Kaiser Chiefs - Education, Education, Education, & War

I was about to write this album a nasty review but then I realized I'm probably not the right person for the job. This album isn't aimed at me and it's probably out of bounds for me to criticize it. Who is it aimed at? Young lovers of adequate check-the-box Indie pop. Damn, there I go. I promised I wouldn't do that. The music is fast, clean, perky, and empty. I could imagine Kaiser Chiefs headlining some summer festival with everyone lifting fingers in the air and so on, chanting the encore in unison, then completely forgetting the melody within ten minutes. Looking on the bright side, they've given themselves a vaguely historical moniker and included the word Education a bunch in the album title. So maybe their heart is in the right place. Unfortunately so too is every fucking note. You know what, forget everything I've written above. I'm the wrong reviewer for this.

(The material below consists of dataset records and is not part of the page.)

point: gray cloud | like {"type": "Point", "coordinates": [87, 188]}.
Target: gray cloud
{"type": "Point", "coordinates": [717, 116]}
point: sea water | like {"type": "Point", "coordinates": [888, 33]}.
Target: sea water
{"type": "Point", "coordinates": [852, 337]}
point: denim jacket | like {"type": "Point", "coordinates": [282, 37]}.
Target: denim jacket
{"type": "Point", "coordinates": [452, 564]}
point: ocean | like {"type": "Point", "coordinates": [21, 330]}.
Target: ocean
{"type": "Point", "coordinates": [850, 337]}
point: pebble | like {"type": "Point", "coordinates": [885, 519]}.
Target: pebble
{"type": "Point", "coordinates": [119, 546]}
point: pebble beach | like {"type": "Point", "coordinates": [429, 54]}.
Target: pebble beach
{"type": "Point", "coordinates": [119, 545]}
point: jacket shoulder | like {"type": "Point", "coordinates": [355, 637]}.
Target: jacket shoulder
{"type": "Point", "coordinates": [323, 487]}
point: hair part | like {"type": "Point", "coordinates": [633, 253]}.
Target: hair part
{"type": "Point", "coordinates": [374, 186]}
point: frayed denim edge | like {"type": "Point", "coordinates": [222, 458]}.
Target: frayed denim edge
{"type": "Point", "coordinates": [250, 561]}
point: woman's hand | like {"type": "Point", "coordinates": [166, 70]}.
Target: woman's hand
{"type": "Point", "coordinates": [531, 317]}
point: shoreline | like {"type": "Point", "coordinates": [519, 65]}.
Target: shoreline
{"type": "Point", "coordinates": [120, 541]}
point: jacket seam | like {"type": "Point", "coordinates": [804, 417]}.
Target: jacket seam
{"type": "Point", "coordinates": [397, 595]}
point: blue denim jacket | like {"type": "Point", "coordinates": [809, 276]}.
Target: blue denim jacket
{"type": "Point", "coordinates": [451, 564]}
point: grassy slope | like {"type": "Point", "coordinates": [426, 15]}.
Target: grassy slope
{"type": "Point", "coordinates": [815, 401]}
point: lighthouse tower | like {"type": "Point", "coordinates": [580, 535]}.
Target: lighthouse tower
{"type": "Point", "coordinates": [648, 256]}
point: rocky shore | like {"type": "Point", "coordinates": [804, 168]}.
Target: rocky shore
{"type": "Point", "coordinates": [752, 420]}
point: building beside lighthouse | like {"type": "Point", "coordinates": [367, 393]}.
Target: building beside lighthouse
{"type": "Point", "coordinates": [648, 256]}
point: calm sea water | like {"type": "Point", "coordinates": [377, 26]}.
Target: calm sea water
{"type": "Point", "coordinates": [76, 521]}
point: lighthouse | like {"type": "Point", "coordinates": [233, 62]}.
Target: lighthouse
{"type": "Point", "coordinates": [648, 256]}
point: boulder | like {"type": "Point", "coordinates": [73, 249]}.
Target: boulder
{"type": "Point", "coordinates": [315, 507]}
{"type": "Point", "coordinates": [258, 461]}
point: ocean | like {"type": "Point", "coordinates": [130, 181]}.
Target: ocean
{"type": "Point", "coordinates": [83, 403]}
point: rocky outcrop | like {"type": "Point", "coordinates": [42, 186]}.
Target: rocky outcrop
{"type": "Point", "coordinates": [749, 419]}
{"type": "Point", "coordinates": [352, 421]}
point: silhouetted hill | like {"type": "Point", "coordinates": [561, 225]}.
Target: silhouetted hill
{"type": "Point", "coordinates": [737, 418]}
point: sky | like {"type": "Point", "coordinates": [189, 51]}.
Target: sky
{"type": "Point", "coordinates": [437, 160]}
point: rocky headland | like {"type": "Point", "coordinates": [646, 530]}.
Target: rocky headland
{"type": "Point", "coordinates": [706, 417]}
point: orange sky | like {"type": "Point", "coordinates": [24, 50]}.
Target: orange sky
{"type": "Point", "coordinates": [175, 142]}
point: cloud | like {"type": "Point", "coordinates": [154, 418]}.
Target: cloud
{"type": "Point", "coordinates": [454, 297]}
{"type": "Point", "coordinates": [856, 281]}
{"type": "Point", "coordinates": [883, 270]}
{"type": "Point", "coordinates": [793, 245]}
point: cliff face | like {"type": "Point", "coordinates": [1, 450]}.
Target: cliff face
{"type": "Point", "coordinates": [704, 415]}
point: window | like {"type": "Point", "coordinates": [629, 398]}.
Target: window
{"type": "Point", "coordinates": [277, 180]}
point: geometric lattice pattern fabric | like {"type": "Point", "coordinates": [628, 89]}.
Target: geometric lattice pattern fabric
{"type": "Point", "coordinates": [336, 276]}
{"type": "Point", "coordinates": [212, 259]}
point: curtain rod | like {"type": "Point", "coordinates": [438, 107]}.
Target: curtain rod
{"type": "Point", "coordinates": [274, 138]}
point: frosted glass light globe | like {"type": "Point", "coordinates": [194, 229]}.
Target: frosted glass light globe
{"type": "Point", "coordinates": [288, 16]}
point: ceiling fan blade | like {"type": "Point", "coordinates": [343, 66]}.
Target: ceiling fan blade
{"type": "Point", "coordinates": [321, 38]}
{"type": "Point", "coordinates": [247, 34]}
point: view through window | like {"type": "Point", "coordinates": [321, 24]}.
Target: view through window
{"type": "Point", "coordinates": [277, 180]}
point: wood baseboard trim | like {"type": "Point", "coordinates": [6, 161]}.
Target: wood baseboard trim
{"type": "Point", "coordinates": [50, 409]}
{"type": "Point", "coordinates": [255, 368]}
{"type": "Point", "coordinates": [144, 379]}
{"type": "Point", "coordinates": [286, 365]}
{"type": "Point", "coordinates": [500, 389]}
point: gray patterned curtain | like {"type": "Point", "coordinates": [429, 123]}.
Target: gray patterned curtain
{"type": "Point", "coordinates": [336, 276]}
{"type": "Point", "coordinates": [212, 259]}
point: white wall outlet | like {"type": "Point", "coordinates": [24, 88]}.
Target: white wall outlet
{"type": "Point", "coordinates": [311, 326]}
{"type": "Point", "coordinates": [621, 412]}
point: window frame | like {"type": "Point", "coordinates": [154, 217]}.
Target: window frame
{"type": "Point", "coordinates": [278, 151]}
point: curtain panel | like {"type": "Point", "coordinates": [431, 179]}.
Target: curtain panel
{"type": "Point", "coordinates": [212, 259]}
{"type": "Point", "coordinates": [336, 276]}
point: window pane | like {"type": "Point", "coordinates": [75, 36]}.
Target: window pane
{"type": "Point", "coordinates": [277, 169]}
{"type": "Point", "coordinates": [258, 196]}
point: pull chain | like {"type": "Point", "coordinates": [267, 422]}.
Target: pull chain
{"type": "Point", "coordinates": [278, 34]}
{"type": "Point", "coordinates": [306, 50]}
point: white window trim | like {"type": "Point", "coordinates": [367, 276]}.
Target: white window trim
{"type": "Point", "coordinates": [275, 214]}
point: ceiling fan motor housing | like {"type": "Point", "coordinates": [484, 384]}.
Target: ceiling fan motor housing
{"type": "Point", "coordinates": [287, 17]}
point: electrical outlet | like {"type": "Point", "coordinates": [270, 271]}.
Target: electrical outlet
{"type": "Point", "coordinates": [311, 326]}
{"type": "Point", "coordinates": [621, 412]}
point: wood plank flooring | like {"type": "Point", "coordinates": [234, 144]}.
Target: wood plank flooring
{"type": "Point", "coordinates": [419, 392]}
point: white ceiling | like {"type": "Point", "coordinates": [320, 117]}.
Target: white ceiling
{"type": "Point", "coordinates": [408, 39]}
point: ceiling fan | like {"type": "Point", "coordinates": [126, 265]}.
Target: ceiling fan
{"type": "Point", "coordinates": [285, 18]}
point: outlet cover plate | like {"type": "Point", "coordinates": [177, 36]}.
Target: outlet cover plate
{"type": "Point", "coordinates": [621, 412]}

Bob Dylan — The Basement Tapes, Bootleg Series Vol. 11

Bootleg Volume 11 compiles outtakes and B-Sides from the legendary collaboration of Dylan and The Band when they holed up in a pink house in 1967 and cranked shit out like crazy. Many of these tunes have circulated underground for years, and some were released on 1975's Basement Tapes. But this is the first official release of the entire splooge: 6 full albums. It fills in some of the backstory with an uneven mix of remakes, new tunes, covers, and studio snippets. As a snapshot of a dynamic and creative period it's a gem. Dylanphiles will love it. But it's mostly preaching to the choir. If you're not already a Dylan fan this is NOT the album to start with. It's basically the bard working through songs, puttering along and flexing his muscles while The Band stretches, tweaks, and explores. The basic folk structure is intact in almost every tune, simple verse with call and response chorus. Musically there are few grand revelations, and the mix is sludgy and dense as if recorded in a basement, just how a proper bootleg mix-tape should sound. If anyone else had released something like this it would seem willfully profligate and unresolved. But come on. This is Dylan. He is large. He contains multitudes. What's another six albums?